Karışık kaset hazırlamak basit bir işti. Popüler olan şarkıları bul bir kasete çek oldu bitti. Yalnız bu şekilde dinlenen bir kaset hazırlayamazdınız. Öncelikle karışık kaset sadece farklı albümlerden toplanan şarkıların bir araya getirildiği yer değildi. Dinlenebilir olması için kulağı rahatsız etmeyen geçişlerin olduğu, aktüel listelerdeki şarkıların yanında herkesin dinlemekten keyif aldığı parçaların da olması ve dinleyicinin kâşif ruhuna hitap edecek herkesçe çok da bilinmeyen hazineleri de içinde barındırmalıydı. Bunları yaparken de müzikal açıdan kafa şişirmeyecek bir tarzınız olmak zorundaydı. Ben şahsen sağlam introsu olan hızlı bir şarkıyla giriş yapardım, sonraki bir iki şarkıda bu hızı korur, sonra yavaşça volümü azaltıp slow parçalara geçer, birkaç şarkı da böyle devam ettikten sonra tam dinleyici uyuma moduna girmişken yine sesi yükseltir, nabzı hızlandırır konuyu bitirirdim.
Mix tapelerimi başkalarına hediye etmeyi, sevdiğim insanlar için özel kasetler çekmeyi severdim ama özünde hazırladığım tüm karışık kasetleri walkmanimde dinlemek amacıyla kendim için çekerdim.
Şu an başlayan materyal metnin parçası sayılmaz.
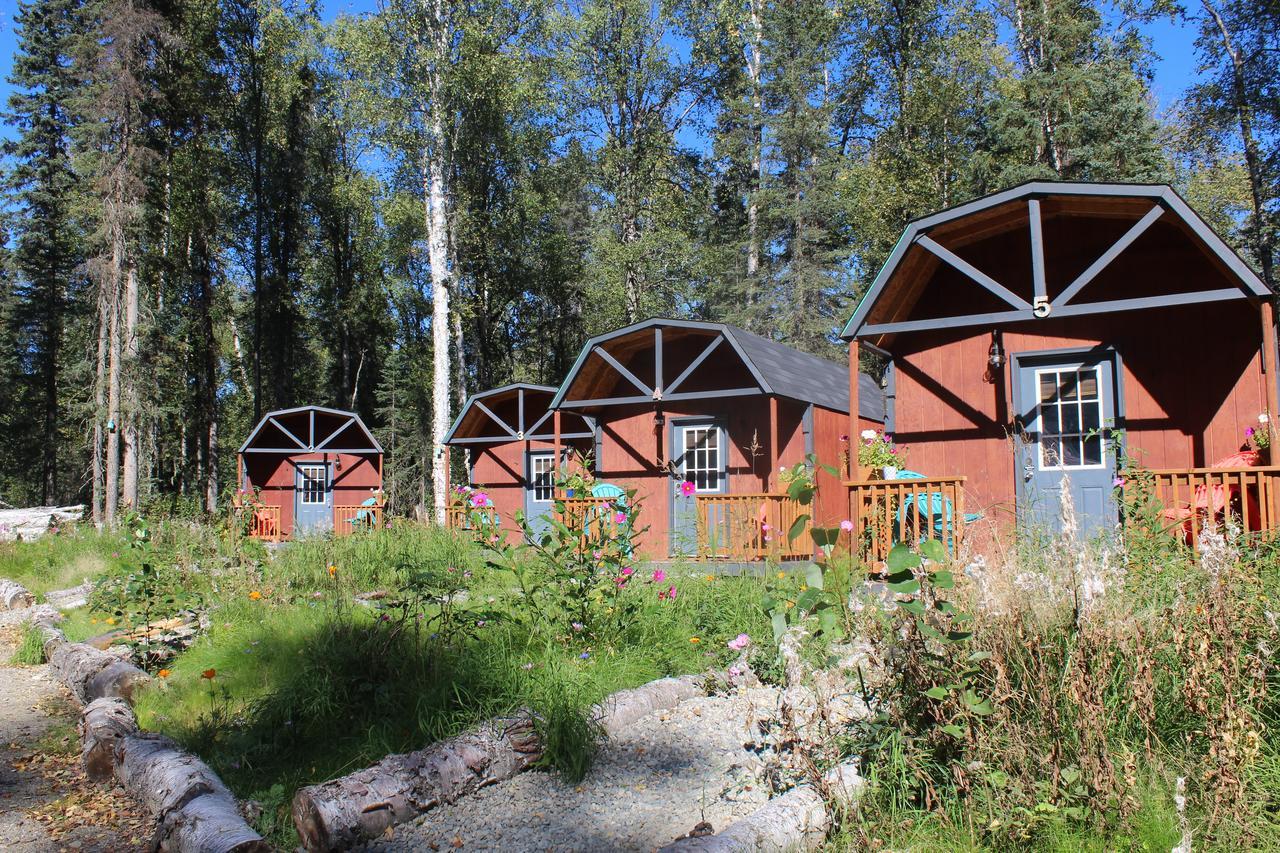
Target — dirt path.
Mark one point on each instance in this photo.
(46, 803)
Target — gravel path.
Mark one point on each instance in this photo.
(46, 803)
(656, 783)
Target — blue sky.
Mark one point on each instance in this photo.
(1173, 44)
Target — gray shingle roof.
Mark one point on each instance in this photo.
(808, 378)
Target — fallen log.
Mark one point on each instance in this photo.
(798, 820)
(193, 810)
(341, 812)
(91, 673)
(103, 723)
(621, 710)
(14, 596)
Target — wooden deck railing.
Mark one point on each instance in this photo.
(259, 521)
(1192, 498)
(750, 527)
(350, 519)
(890, 511)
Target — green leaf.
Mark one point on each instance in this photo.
(905, 587)
(933, 550)
(780, 625)
(901, 557)
(798, 528)
(813, 575)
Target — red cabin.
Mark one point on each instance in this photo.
(510, 443)
(698, 418)
(309, 470)
(1051, 334)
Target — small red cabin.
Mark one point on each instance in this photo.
(696, 418)
(1046, 337)
(508, 438)
(310, 470)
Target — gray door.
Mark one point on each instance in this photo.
(539, 489)
(312, 498)
(1068, 407)
(698, 454)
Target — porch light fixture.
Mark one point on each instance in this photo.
(996, 354)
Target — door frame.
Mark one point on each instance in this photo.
(676, 451)
(1029, 359)
(297, 495)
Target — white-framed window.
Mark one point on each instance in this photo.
(312, 482)
(700, 463)
(1070, 418)
(542, 475)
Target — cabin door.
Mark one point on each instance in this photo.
(539, 489)
(698, 450)
(312, 498)
(1066, 405)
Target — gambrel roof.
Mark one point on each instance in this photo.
(771, 368)
(1102, 222)
(310, 429)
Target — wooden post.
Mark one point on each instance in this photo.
(556, 445)
(772, 477)
(853, 407)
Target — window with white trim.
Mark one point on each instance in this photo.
(542, 475)
(700, 463)
(311, 483)
(1070, 418)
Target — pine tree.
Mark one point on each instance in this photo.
(48, 243)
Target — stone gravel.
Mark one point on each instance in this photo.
(658, 780)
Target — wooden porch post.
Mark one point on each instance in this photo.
(772, 477)
(556, 445)
(1269, 365)
(853, 406)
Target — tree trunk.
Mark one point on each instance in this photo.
(129, 391)
(103, 724)
(14, 596)
(192, 807)
(341, 812)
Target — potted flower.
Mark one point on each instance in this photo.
(878, 454)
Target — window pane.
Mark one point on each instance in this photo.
(1093, 450)
(1070, 451)
(1066, 386)
(1048, 387)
Evde, müzik setinin başında karışık kaset dinlemek çok saçma gelirdi bana. İstediğim gibi ileri geri sarabildikten sonra neden sevdiğim şarkılardan bir kaset hazırlama derdine girecektim ki? Evinizde tüm arşiviniz elinizin altındaysa gidip çekme kaset dinlemek, boğaz manzarasına sırtını dönüp televizyondan denizi seyretmek gibiydi.